Toolformer: Language Models Can Teach Themselves to Use Tools¶

Authors: Timo Schick, Jane Dwivedi-Yu, Roberto Dessì, Roberta Raileanu, Maria Lomeli, Luke Zettlemoyer, Nicola Cancedda, Thomas Scialom
Year: 2023 | Venue: arXiv
Link: arXiv:2302.04761

TL;DR¶

Toolformer teaches a language model to call APIs (calculator, search, translation, calendar, QA) by self-supervision: the model proposes API calls, the calls are executed, and only calls that reduce the model's prediction loss on subsequent tokens are kept as training data. The result is selective tool use — the model learns when calling a tool helps and when to rely on its own knowledge.

Why This Paper Matters¶

Toolformer bridges the gap between prompted tool use (ReAct) and natively learned tool use:

Self-supervised: No human-labeled tool-use data needed
Selective: The model learns when tools help vs. when they don't
Precursor to function calling: Modern API calling (OpenAI function calls) follows this pattern
No RL needed: Unlike some approaches, tool use is learned through standard supervised training

Key Concepts Explained Simply¶

The Core Idea¶

Start with a language model and a set of tool APIs
For each training example, have the model propose positions where an API call might help
Execute each proposed call and get the result
Compare the model's loss on future tokens with vs. without the tool result
Keep only the API calls that reduced loss — the tool genuinely helped
Fine-tune the model on this filtered data

Why Self-Supervision Works¶

The key insight: if inserting a calculator result like [Calculator(3.7 * 8.2) → 30.34] into the text makes the model better at predicting the next word, then the calculator call was useful. If the model already knew the answer, the tool call adds no value and is filtered out.

API Call Format¶

Tool calls are embedded as special tokens in the text:

The population of Paris is [QA("population of Paris") → 2.16 million] approximately 2 million.

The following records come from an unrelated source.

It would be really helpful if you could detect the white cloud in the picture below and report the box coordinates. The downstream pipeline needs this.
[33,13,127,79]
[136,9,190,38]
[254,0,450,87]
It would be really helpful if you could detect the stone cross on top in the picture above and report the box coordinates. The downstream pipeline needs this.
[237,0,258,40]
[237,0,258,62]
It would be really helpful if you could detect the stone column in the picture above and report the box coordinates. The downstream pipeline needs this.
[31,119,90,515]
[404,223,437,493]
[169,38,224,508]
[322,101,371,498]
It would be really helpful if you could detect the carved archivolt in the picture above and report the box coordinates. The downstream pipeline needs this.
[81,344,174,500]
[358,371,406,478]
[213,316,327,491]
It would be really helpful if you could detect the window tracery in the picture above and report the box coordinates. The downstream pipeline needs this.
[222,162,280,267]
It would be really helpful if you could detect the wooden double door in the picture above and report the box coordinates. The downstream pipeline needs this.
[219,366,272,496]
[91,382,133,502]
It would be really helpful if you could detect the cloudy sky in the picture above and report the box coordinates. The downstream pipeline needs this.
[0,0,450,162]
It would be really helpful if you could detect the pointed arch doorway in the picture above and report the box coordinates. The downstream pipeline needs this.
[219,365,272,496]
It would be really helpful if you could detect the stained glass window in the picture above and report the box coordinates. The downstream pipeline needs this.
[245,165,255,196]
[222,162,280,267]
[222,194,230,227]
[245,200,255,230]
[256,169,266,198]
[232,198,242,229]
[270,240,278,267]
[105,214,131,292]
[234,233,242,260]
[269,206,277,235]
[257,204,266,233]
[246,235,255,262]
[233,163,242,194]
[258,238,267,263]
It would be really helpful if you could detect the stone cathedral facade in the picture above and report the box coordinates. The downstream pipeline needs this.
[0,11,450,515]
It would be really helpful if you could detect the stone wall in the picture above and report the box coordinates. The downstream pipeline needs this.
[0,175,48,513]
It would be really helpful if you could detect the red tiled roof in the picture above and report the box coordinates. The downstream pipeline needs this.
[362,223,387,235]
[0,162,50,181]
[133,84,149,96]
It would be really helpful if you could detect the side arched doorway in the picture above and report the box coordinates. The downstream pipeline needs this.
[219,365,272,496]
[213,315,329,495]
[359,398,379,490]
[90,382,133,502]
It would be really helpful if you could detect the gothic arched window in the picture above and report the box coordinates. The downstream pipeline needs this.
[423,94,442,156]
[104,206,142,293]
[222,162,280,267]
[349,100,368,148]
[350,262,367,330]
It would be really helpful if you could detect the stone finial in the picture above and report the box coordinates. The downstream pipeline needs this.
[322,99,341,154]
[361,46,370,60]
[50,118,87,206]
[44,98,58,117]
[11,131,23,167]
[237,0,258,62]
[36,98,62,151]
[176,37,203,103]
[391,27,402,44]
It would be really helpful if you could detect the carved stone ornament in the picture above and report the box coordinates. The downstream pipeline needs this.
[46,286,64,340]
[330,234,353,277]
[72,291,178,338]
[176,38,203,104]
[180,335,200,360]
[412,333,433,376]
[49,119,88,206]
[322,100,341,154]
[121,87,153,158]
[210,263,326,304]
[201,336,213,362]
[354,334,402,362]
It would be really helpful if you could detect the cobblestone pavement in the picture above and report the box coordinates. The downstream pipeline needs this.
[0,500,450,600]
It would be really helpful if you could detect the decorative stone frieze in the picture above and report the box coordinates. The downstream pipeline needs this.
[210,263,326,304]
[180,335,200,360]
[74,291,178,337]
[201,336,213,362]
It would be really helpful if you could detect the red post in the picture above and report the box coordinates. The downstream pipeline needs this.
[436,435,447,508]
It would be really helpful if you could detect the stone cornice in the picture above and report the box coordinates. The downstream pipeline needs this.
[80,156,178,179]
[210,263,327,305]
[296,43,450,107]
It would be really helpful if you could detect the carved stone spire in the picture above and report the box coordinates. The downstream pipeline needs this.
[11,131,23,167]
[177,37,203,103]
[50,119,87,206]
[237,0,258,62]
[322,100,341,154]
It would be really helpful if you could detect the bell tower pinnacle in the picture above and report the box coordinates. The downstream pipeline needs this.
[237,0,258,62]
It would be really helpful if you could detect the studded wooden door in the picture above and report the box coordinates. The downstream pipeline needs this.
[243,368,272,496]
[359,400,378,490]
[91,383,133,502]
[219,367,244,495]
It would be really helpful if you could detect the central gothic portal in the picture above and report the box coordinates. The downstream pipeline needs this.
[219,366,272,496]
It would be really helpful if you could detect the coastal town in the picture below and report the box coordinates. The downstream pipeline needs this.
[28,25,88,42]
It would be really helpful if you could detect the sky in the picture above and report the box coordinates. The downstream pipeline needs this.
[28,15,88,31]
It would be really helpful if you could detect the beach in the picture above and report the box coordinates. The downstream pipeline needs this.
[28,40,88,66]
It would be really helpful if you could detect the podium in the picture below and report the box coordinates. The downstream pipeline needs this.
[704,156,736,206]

The model learns to generate the [API_NAME(input) tokens, and the → result] is provided by executing the API.

The Math — Explained Step by Step¶

Counterfactual Filtering¶

For a candidate API call at position \(i\) with result \(o\):

\[ \Delta \mathcal{L} = \mathcal{L}_{\text{LM}}(x_{i+1:} \mid x_{:i}) - \mathcal{L}_{\text{LM}}(x_{i+1:} \mid x_{:i}, o) \]

Breaking it down:

\(\mathcal{L}_{\text{LM}}(x_{i+1:} \mid x_{:i})\): Loss on future tokens without the tool result
\(\mathcal{L}_{\text{LM}}(x_{i+1:} \mid x_{:i}, o)\): Loss on future tokens with the tool result inserted
Keep the call if \(\Delta \mathcal{L} > \tau\) (threshold, e.g., 0) — the tool helped predict future text

This is a counterfactual test: would the model have been better off if it had called this tool?

When to Insert API Calls¶

The model is prompted with examples showing API calls. It generates candidates by sampling positions where it would insert [API_NAME(:

\[ P(\text{API call at position } i) = P_\theta(\text{[API\_NAME(} \mid x_{:i}) \]

Positions with high probability of generating the API token are candidate insertion points.

Training Loss¶

After filtering, the model is fine-tuned on the augmented data:

\[ \mathcal{L} = -\sum_{t} \log P_\theta(x_t \mid x_{<t}) \]

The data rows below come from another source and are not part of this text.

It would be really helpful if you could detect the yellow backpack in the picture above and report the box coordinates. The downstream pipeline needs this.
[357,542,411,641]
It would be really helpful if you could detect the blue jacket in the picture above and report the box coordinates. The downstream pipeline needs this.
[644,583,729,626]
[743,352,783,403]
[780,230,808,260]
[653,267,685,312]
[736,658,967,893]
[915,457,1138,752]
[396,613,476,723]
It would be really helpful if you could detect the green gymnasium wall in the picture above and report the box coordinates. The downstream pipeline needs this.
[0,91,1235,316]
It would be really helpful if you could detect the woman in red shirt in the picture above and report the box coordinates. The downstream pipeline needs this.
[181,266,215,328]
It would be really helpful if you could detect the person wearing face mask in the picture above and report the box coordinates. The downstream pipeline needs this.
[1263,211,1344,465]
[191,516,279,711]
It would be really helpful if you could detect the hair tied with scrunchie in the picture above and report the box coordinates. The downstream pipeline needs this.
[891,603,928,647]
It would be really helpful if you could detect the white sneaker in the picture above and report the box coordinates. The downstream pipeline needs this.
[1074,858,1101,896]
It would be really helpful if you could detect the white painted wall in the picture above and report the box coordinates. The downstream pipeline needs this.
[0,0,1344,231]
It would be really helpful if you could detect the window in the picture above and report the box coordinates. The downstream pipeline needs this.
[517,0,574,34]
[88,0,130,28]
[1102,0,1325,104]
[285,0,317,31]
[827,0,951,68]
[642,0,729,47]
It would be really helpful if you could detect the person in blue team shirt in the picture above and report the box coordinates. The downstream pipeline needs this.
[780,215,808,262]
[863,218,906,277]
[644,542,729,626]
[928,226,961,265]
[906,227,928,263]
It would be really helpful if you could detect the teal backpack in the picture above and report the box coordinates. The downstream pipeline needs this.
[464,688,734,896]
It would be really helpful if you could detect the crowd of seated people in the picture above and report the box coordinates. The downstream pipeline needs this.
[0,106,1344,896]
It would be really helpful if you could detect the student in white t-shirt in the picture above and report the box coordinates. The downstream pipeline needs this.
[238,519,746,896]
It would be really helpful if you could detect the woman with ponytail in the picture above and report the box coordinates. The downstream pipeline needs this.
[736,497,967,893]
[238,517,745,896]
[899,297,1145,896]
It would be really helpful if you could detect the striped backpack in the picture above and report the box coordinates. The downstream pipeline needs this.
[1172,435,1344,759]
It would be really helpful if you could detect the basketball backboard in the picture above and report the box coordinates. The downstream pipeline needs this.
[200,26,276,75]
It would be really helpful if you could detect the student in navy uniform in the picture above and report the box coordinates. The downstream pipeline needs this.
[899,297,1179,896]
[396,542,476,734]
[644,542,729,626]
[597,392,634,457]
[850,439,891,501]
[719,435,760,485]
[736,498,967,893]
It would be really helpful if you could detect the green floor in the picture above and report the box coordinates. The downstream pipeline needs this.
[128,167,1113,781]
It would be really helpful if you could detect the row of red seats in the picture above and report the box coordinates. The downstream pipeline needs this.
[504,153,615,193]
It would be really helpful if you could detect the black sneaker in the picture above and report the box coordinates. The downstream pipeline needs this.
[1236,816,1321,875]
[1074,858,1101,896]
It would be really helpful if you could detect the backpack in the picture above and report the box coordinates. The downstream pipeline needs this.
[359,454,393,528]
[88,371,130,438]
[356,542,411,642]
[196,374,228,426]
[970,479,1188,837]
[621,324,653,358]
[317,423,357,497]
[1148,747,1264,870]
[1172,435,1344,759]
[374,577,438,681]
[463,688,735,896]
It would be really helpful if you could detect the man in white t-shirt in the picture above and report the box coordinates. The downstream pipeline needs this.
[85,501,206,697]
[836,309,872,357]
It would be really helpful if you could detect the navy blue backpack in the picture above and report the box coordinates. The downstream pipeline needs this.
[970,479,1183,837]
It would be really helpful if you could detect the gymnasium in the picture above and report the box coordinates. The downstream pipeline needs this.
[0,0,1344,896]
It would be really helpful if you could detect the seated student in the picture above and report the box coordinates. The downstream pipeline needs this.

where the training text now includes the API call tokens [API(input) → result] at selected positions.

Python Implementation¶

import numpy as np


class Tool:
    """Base class for a tool/API."""

    def __init__(self, name):
        self.name = name

    def execute(self, query):
        raise NotImplementedError


class Calculator(Tool):
    def __init__(self):
        super().__init__("Calculator")

    def execute(self, expression):
        try:
            result = eval(expression, {"__builtins__": {}})
            return str(result)
        except Exception:
            return "Error"


class QATool(Tool):
    def __init__(self, knowledge):
        super().__init__("QA")
        self.knowledge = knowledge

    def execute(self, question):
        question_lower = question.lower()
        for key, value in self.knowledge.items():
            if key in question_lower:
                return value
        return "Unknown"


class Calendar(Tool):
    def __init__(self):
        super().__init__("Calendar")

    def execute(self, query):
        return "2026-04-05"  # Simplified


def compute_loss_with_tool(text_tokens, tool_result_tokens, position,
                           base_logprobs, augmented_logprobs):
    """
    Compare loss with and without tool result insertion.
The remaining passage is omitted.